Wolfe has written “The Right Stuff” about the life of fighter pilots, “A Man in Full” about Atlanta, Ga., society, “Back to Blood” about Miami Beach cops and “I am Charlotte Simmons” about a Duke University college basketball player. And when you read his novels or his long-form essays, you get an uncanny detailed view of what he writes about. Kind of like a modern-day Proust.

Immersion journalism requires two things, talent and time, but this kind of enveloping writing is coming to an end. It’s 2022, a speedy time so there is no time to hang out with a subject for a few months. At least we have some essays and books from a time when the journalist had weeks and even months to immerse themselves in a story and uncover its depths.

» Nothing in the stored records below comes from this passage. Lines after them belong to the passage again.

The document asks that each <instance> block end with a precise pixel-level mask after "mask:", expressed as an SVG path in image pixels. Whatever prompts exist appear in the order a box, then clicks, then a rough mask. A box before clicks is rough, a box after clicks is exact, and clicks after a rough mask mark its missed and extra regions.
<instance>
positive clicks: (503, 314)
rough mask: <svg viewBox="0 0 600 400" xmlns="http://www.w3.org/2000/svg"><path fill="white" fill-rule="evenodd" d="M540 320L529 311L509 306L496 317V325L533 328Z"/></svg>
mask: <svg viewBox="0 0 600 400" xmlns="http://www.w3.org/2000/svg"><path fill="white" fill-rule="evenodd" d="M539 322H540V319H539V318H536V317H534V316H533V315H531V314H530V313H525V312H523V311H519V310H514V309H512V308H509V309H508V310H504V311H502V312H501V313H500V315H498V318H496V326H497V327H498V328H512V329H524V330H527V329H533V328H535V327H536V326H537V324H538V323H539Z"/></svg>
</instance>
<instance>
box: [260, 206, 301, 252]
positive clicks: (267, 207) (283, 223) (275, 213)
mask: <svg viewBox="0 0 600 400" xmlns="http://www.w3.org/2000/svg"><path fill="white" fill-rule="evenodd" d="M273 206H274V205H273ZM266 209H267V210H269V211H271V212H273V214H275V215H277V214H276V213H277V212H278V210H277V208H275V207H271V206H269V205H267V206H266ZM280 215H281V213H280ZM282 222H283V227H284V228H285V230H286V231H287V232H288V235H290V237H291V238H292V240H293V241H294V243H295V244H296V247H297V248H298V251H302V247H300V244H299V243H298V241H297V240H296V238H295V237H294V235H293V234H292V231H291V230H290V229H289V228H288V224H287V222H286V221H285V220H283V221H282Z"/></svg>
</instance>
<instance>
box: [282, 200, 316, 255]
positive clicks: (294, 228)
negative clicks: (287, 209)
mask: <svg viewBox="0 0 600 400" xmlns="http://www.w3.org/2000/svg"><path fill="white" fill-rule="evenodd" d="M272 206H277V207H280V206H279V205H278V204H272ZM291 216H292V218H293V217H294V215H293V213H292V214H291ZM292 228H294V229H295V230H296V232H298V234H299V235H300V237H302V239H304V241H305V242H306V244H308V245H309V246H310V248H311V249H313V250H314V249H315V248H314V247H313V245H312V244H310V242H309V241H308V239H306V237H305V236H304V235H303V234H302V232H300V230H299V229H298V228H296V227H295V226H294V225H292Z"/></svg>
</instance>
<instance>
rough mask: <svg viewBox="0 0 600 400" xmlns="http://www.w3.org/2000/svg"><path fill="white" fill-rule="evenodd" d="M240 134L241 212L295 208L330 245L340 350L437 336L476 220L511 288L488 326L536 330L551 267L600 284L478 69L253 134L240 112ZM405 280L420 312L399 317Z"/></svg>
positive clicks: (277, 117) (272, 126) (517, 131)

So if you love cars, like almost everybody does, go read “The Kandy-Kolored Tangerine- Flake Streamline Baby” or “The Last American Hero,” two essays that were written in a slow time about speedy cars. In this age of TikTok and Twitter, no one will have the time or inclination to read all 17,908 words to get to know Junior Johnson, running whisky and going coon hunting with some good old boys on the Appalachian Trail.

And that’s too bad. I guess we have Kim Kardashian to thank for that. She is prettier than Junior Johnson and his stock car, but she can never make that varoom-varoom sound like he did.